Pornokitsch interviews Jane Rogers whose novel The Testament of Jessie Lamb managed to unusual feat of both landing on the Booker Prize longlist and winning the Arthur C. Clarke award earlier this year.

Here is an older, but very worthwhile post: At Trac Changes, Rachel Stark dissects the troubling trend towards having dead looking girls on the covers of paranormal YA fiction. There’s also a follow-up post with links to reactions by other bloggers here. I have to say that I hate the current trends for YA covers. The dead girls are the worst of it, but the waif-like girls in evening gowns who are not quite dead yet (since they are still standing), but look as if they will soon be, are annoying as well, especially since every second YA novel has such covers. Indie writers are even worse. In the past few weeks, I have seen at least four indie YA writers change unique and interesting covers to generic waif-like or dead girl covers, because they believe that those covers will sell more books.

At the Book View Café, Sherwood Smith has a great post about stealing ideas and the various ways to do it today.

SF Signal‘s latest Mind Meld asks whether space opera has lost its luster and whether the popularity of Steampunk is to blame. My answer to the question (not that anyone asked me) would be “Yes, it has” and “No, it’s not Steampunk, it was those singularity folks”.

Still Eating Oranges points out why “plot requires conflict” is a western notion. Found via Jay Lake. I’d add that the overemphasis of “conflict” is not merely a western, but particularly an Anglo-American idea, since Germans don’t harp on about the importance of conflict nearly as much as Americans do. Ditto for the emphasis on agency, which is another thing that Americans insist on, whereas you rarely to never hear it in the rest of the world. Aliette de Bodard makes a similar point in this post from last year.

The discussion about Fifty Shades of Grey is still going on.
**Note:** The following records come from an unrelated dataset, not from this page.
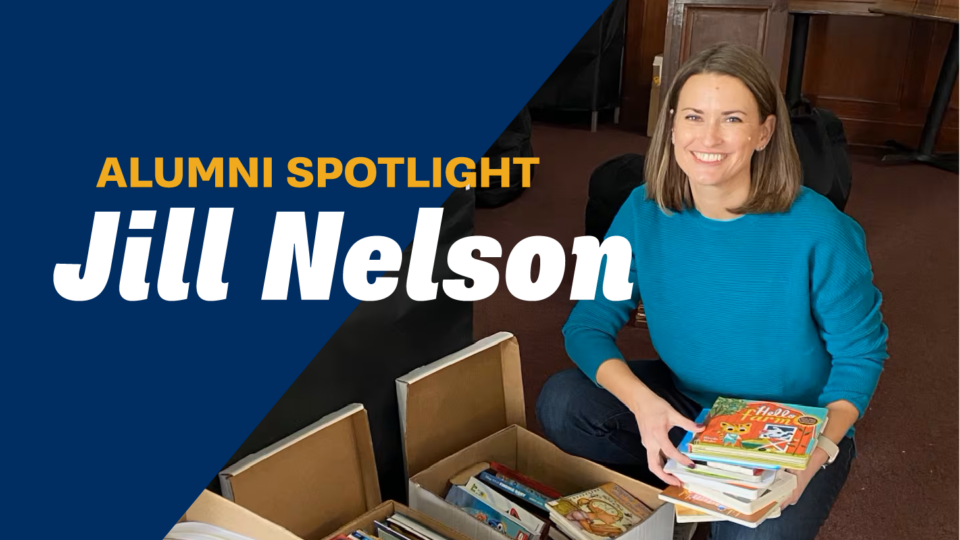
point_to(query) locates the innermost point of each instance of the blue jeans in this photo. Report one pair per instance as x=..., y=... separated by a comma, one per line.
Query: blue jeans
x=588, y=421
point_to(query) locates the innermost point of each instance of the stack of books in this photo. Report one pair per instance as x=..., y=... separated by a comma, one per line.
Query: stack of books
x=396, y=527
x=740, y=460
x=522, y=508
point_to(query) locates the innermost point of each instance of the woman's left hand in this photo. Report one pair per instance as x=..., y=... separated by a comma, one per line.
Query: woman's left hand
x=817, y=460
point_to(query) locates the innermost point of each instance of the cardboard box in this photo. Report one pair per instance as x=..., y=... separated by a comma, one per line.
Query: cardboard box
x=215, y=510
x=468, y=408
x=318, y=482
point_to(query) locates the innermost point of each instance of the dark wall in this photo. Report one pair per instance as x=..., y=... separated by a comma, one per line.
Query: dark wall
x=377, y=343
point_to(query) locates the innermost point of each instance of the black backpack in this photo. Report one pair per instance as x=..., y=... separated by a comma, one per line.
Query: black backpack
x=822, y=146
x=610, y=185
x=513, y=142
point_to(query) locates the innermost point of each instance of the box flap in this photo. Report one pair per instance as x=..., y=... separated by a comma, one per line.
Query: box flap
x=312, y=481
x=458, y=400
x=215, y=510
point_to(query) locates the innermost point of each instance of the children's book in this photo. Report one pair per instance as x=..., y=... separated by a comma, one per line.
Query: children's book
x=683, y=497
x=413, y=527
x=483, y=512
x=689, y=515
x=600, y=513
x=760, y=432
x=745, y=490
x=516, y=488
x=506, y=472
x=490, y=496
x=744, y=475
x=781, y=488
x=715, y=460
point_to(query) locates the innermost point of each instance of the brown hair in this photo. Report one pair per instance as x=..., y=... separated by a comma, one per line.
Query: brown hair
x=775, y=177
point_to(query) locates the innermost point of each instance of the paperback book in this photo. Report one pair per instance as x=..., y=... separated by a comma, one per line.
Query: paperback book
x=683, y=497
x=485, y=513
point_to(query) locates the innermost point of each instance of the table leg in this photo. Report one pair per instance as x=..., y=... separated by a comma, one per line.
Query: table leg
x=798, y=55
x=938, y=107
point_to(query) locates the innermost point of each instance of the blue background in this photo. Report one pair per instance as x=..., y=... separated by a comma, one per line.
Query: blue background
x=125, y=410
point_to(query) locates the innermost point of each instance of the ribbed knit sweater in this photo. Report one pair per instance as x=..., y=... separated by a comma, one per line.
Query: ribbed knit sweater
x=777, y=307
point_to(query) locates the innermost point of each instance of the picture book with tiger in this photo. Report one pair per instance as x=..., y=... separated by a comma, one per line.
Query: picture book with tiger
x=763, y=432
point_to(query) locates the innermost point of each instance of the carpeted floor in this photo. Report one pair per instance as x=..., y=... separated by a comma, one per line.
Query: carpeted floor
x=904, y=483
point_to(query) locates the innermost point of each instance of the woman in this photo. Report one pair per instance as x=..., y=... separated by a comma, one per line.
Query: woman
x=753, y=286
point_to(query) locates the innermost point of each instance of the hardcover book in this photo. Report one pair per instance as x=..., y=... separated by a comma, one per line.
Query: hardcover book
x=487, y=514
x=683, y=497
x=759, y=432
x=600, y=513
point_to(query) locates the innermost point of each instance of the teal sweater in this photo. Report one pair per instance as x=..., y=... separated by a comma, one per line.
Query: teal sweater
x=765, y=306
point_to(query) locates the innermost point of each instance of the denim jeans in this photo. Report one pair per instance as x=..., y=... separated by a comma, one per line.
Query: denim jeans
x=588, y=421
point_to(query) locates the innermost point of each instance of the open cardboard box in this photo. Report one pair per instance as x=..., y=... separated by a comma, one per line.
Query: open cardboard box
x=215, y=510
x=468, y=408
x=318, y=482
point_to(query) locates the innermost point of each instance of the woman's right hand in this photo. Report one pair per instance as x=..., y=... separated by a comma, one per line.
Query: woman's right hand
x=655, y=418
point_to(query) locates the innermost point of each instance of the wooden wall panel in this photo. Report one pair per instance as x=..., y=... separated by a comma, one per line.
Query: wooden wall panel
x=646, y=24
x=693, y=25
x=876, y=73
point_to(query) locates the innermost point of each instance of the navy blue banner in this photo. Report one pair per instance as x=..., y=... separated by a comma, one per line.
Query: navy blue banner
x=122, y=411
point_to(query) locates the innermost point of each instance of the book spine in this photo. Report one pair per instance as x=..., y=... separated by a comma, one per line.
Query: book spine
x=518, y=491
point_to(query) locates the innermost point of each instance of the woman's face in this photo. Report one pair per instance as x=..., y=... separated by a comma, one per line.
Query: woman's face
x=716, y=129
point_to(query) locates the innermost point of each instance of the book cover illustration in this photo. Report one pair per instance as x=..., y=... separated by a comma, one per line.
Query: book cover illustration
x=604, y=512
x=760, y=426
x=486, y=514
x=488, y=495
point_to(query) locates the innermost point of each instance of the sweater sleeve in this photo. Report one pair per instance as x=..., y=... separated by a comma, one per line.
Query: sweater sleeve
x=846, y=307
x=590, y=332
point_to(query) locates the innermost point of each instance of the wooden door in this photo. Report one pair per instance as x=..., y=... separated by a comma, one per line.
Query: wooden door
x=694, y=25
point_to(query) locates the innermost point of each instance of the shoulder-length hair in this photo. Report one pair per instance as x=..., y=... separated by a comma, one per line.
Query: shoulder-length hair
x=775, y=176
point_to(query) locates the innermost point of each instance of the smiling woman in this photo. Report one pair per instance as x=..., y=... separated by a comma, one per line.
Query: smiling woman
x=719, y=144
x=754, y=287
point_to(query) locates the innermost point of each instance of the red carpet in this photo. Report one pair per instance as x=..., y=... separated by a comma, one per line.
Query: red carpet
x=904, y=483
At the Guardian, Vanessa Thorpe wonders why British women are turned on by Fifty Shades of Grey. Apparently, Fifty Shades of Grey is both the fastest selling paperback and bestselling e-book ever in the UK. So much for my idea that this particular book spoke mainly to Americans and that it won’t be as successful elsewhere.
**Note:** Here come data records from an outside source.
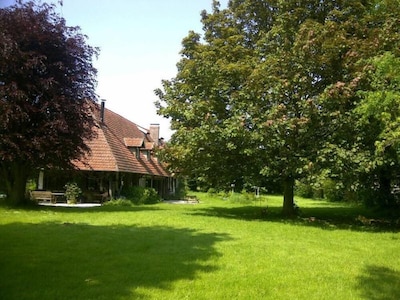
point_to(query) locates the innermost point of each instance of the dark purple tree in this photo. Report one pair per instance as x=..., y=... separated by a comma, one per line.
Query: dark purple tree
x=47, y=91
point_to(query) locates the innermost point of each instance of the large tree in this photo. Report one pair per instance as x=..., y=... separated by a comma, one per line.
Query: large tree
x=271, y=85
x=47, y=88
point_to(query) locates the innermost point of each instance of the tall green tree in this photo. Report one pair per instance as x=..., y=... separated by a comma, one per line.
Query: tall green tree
x=47, y=87
x=378, y=116
x=270, y=86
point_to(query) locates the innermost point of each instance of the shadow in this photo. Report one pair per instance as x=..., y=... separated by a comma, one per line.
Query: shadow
x=379, y=283
x=81, y=261
x=103, y=208
x=328, y=218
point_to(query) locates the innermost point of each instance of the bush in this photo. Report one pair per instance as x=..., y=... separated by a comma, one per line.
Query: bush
x=304, y=189
x=333, y=191
x=141, y=195
x=243, y=198
x=118, y=202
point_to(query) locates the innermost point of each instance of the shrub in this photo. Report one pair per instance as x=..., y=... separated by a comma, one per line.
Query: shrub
x=304, y=189
x=118, y=202
x=333, y=191
x=141, y=195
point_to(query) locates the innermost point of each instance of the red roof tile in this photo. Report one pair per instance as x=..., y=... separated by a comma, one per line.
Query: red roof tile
x=110, y=152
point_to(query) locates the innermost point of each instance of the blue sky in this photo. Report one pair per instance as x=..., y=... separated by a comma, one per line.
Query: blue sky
x=139, y=43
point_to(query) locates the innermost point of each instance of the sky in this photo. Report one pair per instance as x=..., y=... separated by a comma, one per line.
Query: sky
x=139, y=43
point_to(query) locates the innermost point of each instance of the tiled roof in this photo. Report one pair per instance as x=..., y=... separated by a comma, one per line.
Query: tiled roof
x=110, y=152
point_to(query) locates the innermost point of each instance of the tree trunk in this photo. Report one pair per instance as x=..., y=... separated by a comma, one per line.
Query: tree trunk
x=385, y=190
x=288, y=197
x=16, y=176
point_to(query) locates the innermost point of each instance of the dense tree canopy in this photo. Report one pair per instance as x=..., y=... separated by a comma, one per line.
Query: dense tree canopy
x=46, y=81
x=270, y=89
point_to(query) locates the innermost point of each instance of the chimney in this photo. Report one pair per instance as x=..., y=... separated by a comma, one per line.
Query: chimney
x=155, y=132
x=103, y=103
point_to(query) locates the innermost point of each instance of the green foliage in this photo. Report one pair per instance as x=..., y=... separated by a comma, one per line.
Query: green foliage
x=47, y=90
x=304, y=189
x=271, y=88
x=118, y=202
x=72, y=192
x=141, y=195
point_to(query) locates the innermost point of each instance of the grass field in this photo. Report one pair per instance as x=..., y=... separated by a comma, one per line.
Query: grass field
x=212, y=250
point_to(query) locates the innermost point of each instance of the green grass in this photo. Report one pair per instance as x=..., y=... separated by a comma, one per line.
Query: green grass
x=212, y=250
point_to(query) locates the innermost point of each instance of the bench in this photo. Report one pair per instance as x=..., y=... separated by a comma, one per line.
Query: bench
x=42, y=195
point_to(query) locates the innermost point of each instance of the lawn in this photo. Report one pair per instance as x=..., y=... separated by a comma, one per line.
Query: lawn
x=216, y=249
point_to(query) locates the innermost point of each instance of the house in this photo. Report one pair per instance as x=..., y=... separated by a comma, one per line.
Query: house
x=122, y=155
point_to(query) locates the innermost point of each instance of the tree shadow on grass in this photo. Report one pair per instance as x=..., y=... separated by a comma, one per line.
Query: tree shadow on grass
x=379, y=283
x=328, y=218
x=81, y=261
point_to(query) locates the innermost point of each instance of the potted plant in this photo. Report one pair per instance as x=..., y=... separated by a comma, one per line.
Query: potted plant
x=72, y=192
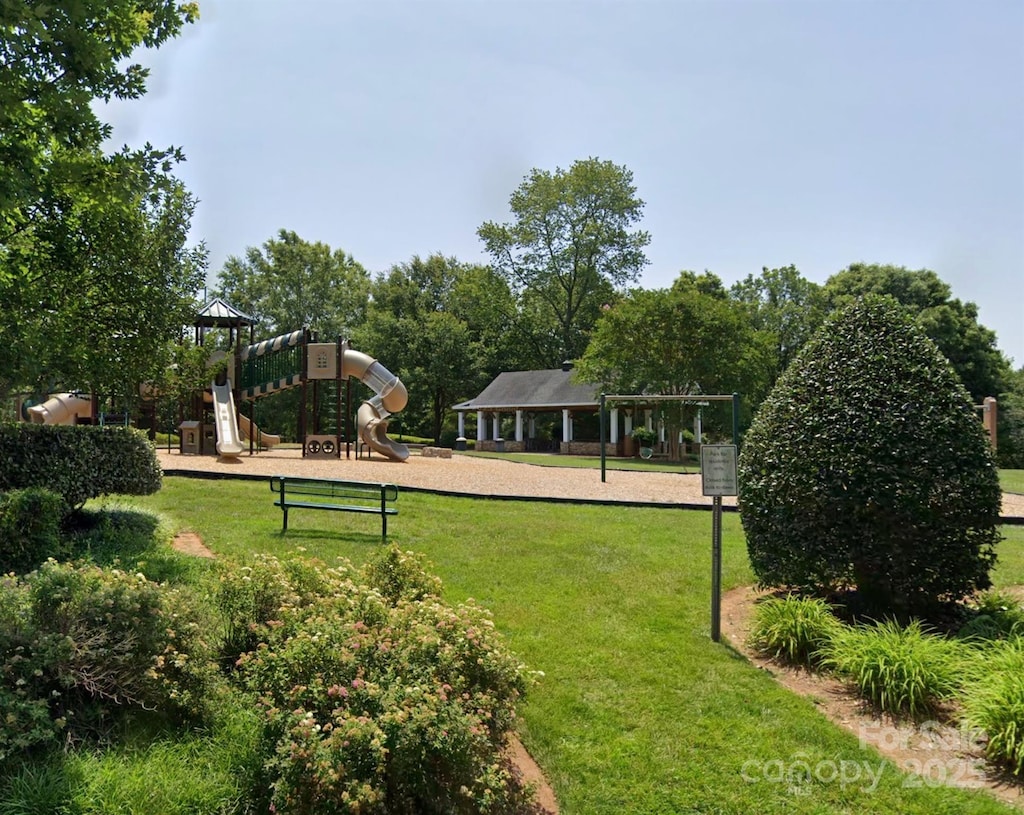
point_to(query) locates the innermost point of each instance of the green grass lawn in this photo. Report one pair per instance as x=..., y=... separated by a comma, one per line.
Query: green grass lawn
x=1012, y=481
x=638, y=712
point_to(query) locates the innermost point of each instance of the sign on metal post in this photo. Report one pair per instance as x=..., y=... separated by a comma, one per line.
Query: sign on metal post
x=718, y=477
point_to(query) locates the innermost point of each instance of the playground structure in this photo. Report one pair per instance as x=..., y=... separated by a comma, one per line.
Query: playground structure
x=296, y=359
x=216, y=421
x=324, y=372
x=61, y=409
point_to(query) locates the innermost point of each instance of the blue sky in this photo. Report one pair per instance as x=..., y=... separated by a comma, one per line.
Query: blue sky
x=759, y=132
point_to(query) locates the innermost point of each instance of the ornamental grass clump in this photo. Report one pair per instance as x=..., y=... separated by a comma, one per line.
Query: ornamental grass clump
x=794, y=629
x=901, y=669
x=993, y=701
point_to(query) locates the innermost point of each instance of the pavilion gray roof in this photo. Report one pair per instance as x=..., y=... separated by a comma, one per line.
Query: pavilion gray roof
x=534, y=390
x=218, y=313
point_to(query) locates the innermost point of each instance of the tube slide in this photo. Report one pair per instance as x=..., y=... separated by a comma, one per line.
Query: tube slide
x=390, y=397
x=228, y=442
x=61, y=409
x=250, y=430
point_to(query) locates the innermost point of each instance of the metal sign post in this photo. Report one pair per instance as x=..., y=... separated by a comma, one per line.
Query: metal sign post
x=718, y=477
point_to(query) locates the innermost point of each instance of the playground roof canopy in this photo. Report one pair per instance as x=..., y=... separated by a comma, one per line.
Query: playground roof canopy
x=534, y=390
x=217, y=313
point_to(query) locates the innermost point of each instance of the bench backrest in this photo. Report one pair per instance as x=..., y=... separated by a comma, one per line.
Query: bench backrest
x=332, y=489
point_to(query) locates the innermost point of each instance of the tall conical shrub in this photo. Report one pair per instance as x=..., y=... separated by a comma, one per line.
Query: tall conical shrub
x=867, y=468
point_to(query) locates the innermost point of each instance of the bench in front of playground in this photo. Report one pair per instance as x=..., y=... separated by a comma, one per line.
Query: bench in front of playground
x=329, y=494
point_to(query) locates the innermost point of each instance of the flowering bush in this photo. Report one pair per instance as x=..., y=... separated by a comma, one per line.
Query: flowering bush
x=378, y=702
x=81, y=645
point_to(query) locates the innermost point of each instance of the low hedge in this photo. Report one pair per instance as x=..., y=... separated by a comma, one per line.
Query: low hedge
x=78, y=462
x=30, y=528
Talking of erotic fiction, at Terrible Minds Chuck Wendig has 25 tips for writing about sex.

At The Atlantic, Scott Meslow wonders whether people who dislike Aaron Sorkin’s work are simply too stupid to grasp the wonderfulness that is Aaron Sorkin, as Sorkin fans tend to claim. As someone who disliked Aaron Sorkin’s work intensely before I ever learned his name I have never seen anything wonderful about his scripts, hence I’m always a tad pleased whenever something of his fails like that Studio 66 on Sunset thing. Indeed, the most charitable thing I can say about Sorkin and his work is that he is “too American” for my tastes.

There’s also been a couple of notable deaths in the past few days:

American actor Ernest Borgnine, whose career literally spanned sixty years from From Here to Eternity to Spongebob Squarepants, died aged 95. As a child of the 1980s, I mainly associate Ernest Borgnine with his roles in Airwolf (which I loved as a kid, but cannot watch anymore) and Escape from New York.
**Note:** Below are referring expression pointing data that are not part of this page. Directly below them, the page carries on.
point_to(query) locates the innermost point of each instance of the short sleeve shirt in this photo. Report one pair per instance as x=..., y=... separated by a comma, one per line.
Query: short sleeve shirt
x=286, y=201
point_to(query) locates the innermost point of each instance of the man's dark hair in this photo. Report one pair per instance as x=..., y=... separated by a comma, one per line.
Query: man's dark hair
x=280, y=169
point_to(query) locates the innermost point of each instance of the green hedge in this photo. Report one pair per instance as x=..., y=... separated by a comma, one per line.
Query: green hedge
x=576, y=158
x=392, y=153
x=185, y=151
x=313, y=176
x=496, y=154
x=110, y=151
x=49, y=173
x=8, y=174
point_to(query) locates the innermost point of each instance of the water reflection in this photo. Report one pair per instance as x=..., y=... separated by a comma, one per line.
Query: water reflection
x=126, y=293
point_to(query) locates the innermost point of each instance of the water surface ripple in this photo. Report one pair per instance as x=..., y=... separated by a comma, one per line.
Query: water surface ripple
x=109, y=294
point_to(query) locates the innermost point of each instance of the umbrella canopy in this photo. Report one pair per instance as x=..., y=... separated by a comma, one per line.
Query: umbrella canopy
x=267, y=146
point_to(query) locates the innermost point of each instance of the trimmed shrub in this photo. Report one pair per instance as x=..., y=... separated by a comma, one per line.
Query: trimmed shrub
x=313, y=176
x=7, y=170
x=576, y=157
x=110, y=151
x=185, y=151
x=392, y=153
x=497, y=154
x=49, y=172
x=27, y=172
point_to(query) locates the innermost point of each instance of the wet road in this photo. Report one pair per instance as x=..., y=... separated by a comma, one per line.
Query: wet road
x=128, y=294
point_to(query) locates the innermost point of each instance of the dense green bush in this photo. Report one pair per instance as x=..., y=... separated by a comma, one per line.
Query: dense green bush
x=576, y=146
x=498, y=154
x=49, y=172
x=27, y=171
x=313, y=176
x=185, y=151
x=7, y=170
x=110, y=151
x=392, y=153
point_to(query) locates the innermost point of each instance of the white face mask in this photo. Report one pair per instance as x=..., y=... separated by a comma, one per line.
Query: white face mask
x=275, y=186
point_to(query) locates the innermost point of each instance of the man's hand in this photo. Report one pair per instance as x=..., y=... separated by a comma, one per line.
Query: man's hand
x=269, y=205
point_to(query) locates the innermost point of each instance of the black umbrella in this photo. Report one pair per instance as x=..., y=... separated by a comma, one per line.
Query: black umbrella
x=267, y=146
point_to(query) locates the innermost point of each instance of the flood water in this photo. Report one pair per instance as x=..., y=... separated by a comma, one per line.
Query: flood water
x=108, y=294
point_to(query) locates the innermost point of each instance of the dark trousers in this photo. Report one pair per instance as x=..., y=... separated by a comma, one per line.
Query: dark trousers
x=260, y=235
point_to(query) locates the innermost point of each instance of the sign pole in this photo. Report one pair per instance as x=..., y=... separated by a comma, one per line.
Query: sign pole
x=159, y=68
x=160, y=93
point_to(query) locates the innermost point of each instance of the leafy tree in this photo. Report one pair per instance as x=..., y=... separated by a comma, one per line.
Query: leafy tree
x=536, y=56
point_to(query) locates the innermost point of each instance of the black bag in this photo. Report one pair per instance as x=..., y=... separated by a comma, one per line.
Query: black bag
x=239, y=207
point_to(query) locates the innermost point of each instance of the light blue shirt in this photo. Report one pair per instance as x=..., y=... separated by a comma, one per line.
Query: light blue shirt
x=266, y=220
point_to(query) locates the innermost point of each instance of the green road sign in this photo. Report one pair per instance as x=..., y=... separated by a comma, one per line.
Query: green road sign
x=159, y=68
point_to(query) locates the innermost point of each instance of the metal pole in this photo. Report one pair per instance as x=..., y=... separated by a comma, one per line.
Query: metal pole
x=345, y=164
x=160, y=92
American actor Andy Griffiths died Tuesday at age 86. Again, I’m probably showing my age here, since to me Andy Griffith was Matlock, the Southern lawyer of the white hair and white suit and rather dull show that even back in the 1980s, when any American show was a rare treat, was considered “for parents and old people”. I don’t think I ever saw The Andy Griffith Show at all. It probably never made it to our shores, because it was deemed “too American”, never mind that the whole folksy small town thing did not match the image that Germans wanted to have of the US, which is basically big, glittery and rich. Though come to think of it, we did get a few of the folksy shows, since I remember watching The Waltons, Little House on the Prairie and The Life and Times of Grizzly Adams in the 1970s and have particularly fond memories of Tammy, the Southern girl living on a houseboat with two elderly relatives. Interestingly enough, neither Tammy nor Grizzly Adams were particularly popular in the US itself, though they both were big hits on German TV.

Finally, Austrian singer and dancer Margot Werner died last Monday after a freak accident at age 74. Her performances were a staple of variety shows on German TV in the 1970s and 1980s.